Há algo a mudar na Lei da Ficha Limpa? Alguma melhora?

Olha, eu acredito que as leis, em tese, sempre podem ser aperfeiçoadas. Mas não estamos falando de uma legislação em vigor há 40 anos. Trata-se de uma lei recente, que não apresenta sinais de obsolescência que justifiquem uma revisão urgente. Não é como o Código de Processo Penal, de 1940, que, por sua antiguidade, demanda atualizações. Essa lei está em vigor há apenas 15 anos, ou seja, ainda é relativamente nova e não se deteriorou com o tempo.
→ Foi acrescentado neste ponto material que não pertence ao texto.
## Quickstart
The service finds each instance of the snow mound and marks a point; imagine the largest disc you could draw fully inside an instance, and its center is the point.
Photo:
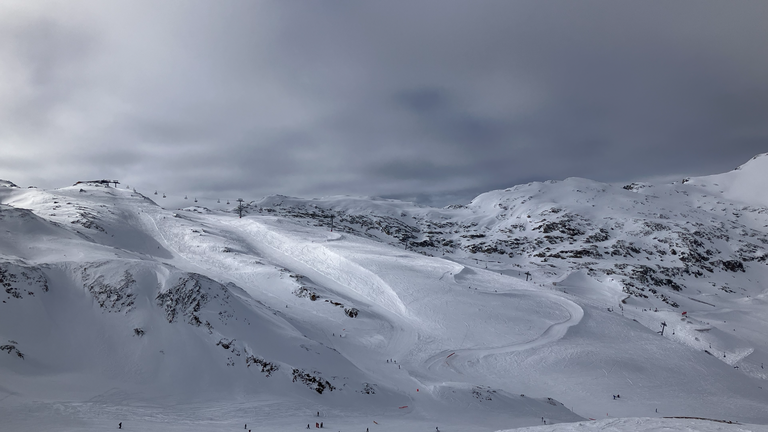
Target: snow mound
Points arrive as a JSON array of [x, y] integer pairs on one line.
[[745, 184]]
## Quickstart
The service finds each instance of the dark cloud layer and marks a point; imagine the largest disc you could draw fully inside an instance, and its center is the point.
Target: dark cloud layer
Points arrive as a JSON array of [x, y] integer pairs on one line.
[[434, 101]]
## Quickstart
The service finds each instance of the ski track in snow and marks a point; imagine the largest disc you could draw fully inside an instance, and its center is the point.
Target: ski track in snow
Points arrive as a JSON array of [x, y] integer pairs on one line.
[[553, 333]]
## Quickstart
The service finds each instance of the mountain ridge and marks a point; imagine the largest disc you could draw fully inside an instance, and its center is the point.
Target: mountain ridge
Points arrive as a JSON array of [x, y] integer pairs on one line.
[[171, 299]]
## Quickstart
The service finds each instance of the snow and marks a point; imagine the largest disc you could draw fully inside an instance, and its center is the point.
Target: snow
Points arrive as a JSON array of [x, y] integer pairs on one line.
[[199, 320]]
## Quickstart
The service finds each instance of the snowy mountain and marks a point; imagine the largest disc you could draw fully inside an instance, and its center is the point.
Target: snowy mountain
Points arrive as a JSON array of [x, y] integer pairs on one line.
[[536, 303]]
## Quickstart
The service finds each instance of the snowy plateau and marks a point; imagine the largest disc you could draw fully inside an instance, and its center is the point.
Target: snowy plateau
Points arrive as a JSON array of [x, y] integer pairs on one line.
[[558, 306]]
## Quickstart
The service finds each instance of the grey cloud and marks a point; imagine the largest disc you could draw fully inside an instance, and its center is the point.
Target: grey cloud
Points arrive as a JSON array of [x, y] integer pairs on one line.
[[430, 100]]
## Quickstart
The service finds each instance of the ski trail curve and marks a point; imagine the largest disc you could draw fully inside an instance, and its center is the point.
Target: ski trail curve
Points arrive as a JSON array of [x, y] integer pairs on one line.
[[553, 333]]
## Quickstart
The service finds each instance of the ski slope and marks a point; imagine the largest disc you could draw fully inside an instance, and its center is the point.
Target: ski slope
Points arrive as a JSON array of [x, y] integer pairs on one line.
[[196, 319]]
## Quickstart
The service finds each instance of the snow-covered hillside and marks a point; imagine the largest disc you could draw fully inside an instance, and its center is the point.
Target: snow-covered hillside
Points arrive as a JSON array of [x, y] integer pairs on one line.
[[539, 302]]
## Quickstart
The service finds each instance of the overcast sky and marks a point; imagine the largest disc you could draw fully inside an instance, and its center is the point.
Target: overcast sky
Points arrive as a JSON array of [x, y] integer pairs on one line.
[[432, 101]]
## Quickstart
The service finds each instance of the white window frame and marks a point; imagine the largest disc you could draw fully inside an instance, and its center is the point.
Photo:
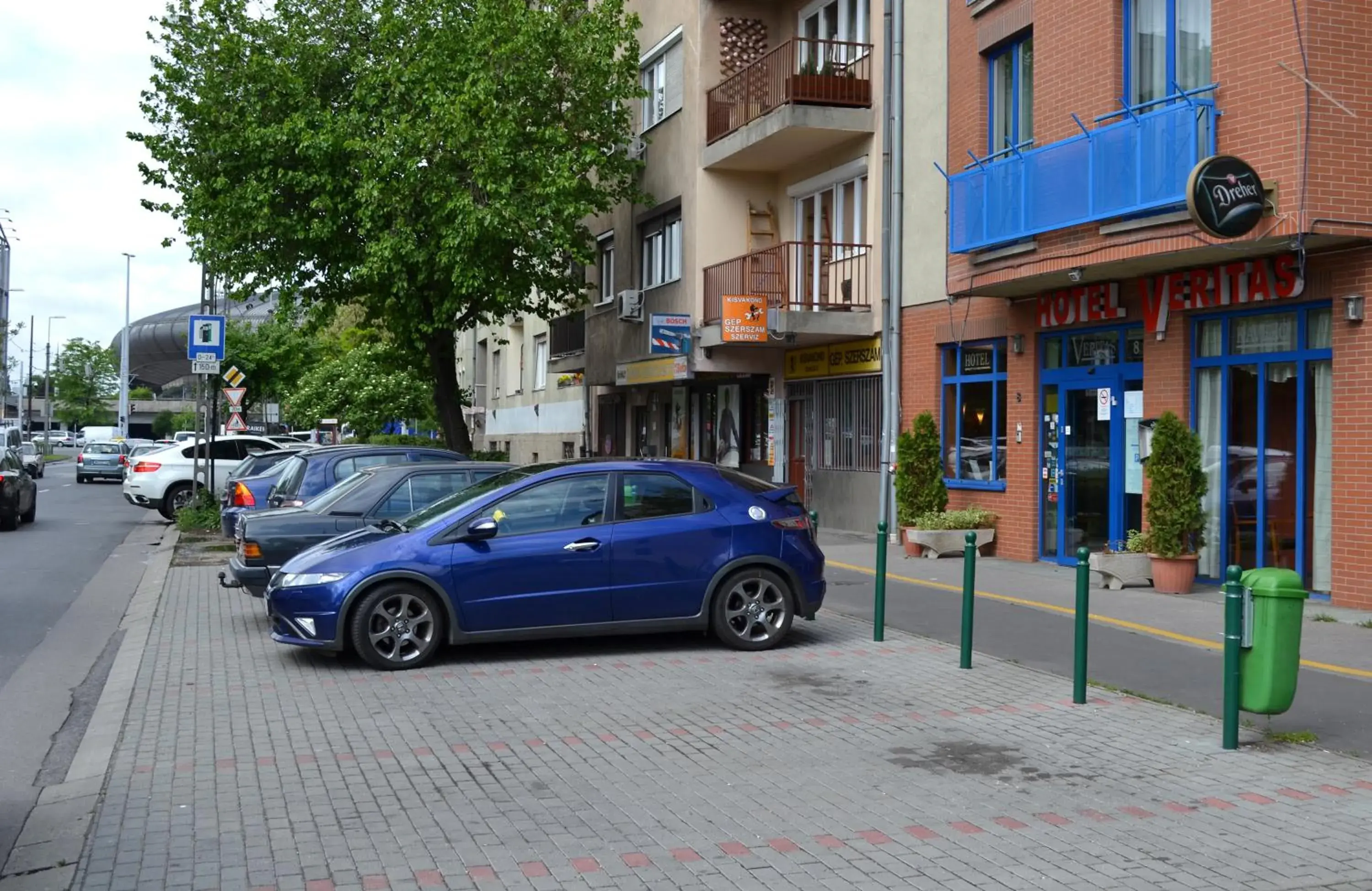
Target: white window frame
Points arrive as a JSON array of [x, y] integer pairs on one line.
[[541, 361], [662, 252], [606, 260]]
O problema não está na lei em si, mas em uma tentativa oportunista e desajeitada de alterá-la, contrariando o interesse público para favorecer interesses obscuros, que vão na contramão do que realmente importa para a sociedade.
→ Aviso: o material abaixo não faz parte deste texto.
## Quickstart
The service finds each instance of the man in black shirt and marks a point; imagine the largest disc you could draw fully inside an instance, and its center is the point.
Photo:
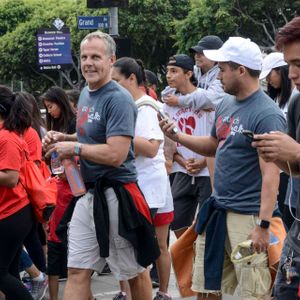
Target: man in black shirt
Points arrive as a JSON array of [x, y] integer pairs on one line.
[[284, 150]]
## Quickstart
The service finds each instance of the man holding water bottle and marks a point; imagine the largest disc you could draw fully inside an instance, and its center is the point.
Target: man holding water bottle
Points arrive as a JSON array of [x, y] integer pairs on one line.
[[105, 129], [191, 184], [245, 187]]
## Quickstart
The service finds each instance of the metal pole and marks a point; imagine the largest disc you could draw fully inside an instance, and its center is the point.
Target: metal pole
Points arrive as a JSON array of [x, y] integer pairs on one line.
[[60, 80], [113, 29]]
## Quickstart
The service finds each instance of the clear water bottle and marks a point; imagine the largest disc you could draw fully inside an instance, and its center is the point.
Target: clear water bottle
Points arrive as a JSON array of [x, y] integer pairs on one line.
[[56, 165], [74, 177]]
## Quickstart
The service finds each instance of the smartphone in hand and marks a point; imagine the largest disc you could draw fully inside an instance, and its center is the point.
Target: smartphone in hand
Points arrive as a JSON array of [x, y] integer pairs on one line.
[[163, 115]]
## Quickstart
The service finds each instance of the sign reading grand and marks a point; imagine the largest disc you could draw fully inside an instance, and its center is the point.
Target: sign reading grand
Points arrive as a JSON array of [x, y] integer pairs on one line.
[[53, 48], [107, 3], [93, 22]]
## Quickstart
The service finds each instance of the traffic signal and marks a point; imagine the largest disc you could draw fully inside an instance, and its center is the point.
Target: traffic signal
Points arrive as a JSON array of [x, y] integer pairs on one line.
[[107, 3]]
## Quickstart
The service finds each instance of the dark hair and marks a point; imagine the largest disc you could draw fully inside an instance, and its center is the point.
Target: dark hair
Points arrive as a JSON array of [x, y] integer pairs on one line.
[[128, 66], [73, 96], [14, 110], [252, 73], [37, 121], [284, 92], [193, 79], [58, 96], [288, 33], [151, 77]]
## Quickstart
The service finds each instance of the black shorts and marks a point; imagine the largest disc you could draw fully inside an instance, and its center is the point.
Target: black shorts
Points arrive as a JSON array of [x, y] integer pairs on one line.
[[282, 289], [187, 196], [57, 259]]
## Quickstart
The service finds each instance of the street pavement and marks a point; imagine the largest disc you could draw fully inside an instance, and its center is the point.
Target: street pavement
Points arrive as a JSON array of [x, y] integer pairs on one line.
[[104, 287]]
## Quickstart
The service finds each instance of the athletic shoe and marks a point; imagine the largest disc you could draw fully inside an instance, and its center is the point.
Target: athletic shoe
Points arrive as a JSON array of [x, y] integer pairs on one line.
[[39, 289], [154, 277], [155, 284], [120, 296], [28, 285], [162, 296]]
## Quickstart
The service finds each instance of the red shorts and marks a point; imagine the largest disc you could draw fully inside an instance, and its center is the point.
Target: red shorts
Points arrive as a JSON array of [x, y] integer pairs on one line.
[[161, 219]]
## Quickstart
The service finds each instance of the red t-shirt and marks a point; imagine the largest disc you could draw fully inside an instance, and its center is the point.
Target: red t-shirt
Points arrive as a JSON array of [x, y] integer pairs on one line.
[[11, 158], [64, 197]]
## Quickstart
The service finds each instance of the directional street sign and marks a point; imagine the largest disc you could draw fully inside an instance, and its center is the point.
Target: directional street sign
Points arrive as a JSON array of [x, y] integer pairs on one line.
[[53, 48], [92, 22]]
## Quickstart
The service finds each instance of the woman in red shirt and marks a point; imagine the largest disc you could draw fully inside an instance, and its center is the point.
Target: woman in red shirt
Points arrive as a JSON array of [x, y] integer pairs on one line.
[[16, 216]]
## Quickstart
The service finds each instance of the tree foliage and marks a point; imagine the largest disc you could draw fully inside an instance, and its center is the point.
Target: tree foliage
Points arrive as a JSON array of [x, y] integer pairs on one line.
[[257, 19], [157, 29]]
O Brasil passa por uma fase de retrocesso no combate à corrupção atualmente?

Sim, e isso não é de hoje. Houve uma evolução significativa no combate à corrupção ao longo dos anos: tivemos a Lei de Improbidade Administrativa, a Lei de Acesso à Informação, a Lei das Estatais e a Lei da Delação Premiada – todas fundamentais para a transparência e a responsabilização. No entanto, o que temos visto recentemente é um retrocesso. Governo e oposição estão alinhados para enfraquecer o combate à corrupção, e isso é evidente. Basta analisar as decisões do Congresso nos últimos anos: que regra foi aprovada para fortalecer o enfrentamento à corrupção? Nenhuma. A Lei 14.230/2021, por exemplo, representa um verdadeiro retrocesso. Poucos meses antes de sua aprovação, o então líder do governo Bolsonaro, deputado Ricardo Barros, chegou a declarar à imprensa que o nepotismo seria um "modelo virtuoso de gestão". E, de fato, essa lei quase legalizou o nepotismo, permitindo sua prática de forma oficial. Isso demonstra claramente o rumo que está sendo tomado.
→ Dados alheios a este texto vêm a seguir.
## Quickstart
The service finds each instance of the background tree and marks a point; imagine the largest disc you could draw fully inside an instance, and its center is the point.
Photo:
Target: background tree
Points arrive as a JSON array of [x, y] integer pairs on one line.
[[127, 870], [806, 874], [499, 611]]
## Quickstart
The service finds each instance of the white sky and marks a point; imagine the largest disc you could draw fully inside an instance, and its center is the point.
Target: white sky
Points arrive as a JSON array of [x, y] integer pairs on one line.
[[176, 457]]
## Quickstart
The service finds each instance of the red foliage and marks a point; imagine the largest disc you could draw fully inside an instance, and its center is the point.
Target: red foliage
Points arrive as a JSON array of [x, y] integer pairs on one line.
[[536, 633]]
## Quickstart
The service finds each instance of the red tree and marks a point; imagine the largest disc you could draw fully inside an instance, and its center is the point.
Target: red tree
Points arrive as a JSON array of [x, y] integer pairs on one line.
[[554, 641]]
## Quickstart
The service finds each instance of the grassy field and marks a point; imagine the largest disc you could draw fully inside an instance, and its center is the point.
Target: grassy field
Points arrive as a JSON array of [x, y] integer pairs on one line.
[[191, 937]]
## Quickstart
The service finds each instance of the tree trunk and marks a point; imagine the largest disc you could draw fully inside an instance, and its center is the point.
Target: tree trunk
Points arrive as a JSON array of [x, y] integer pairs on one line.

Na Operação Lava- Jato, vimos políticos condenados e presos por corrupção. Onde houve falhas neste caso?

A Operação Lava Jato, em seu início, teve um aspecto positivo, especialmente na colaboração entre o Ministério Público, a Receita Federal e a Polícia Federal. No entanto, a proximidade excessiva entre o Ministério Público e o magistrado Sérgio Moro gerou questionamentos legítimos. Os diálogos divulgados trouxeram dúvidas sobre a imparcialidade do processo. Embora não seja possível afirmar com absoluta certeza a autenticidade e a integralidade dessas conversas, o fato é que elas existiram, e isso, por si só, já representa um motivo de preocupação. Além disso, a relação próxima entre Moro e o Ministério Público, somada à sua posterior nomeação para o governo — cujo governante foi diretamente beneficiado pela decisão que tornou Lula inelegível —, teve um impacto extremamente negativo no combate à corrupção.

Essa escolha comprometeu a credibilidade do processo, levantando dúvidas sobre a imparcialidade da Justiça e enfraquecendo os esforços no combate à corrupção. Foi um grande retrocesso para a história da Lava Jato, que abalou a confiança na operação e colocou em risco boa parte do que havia sido construído até então.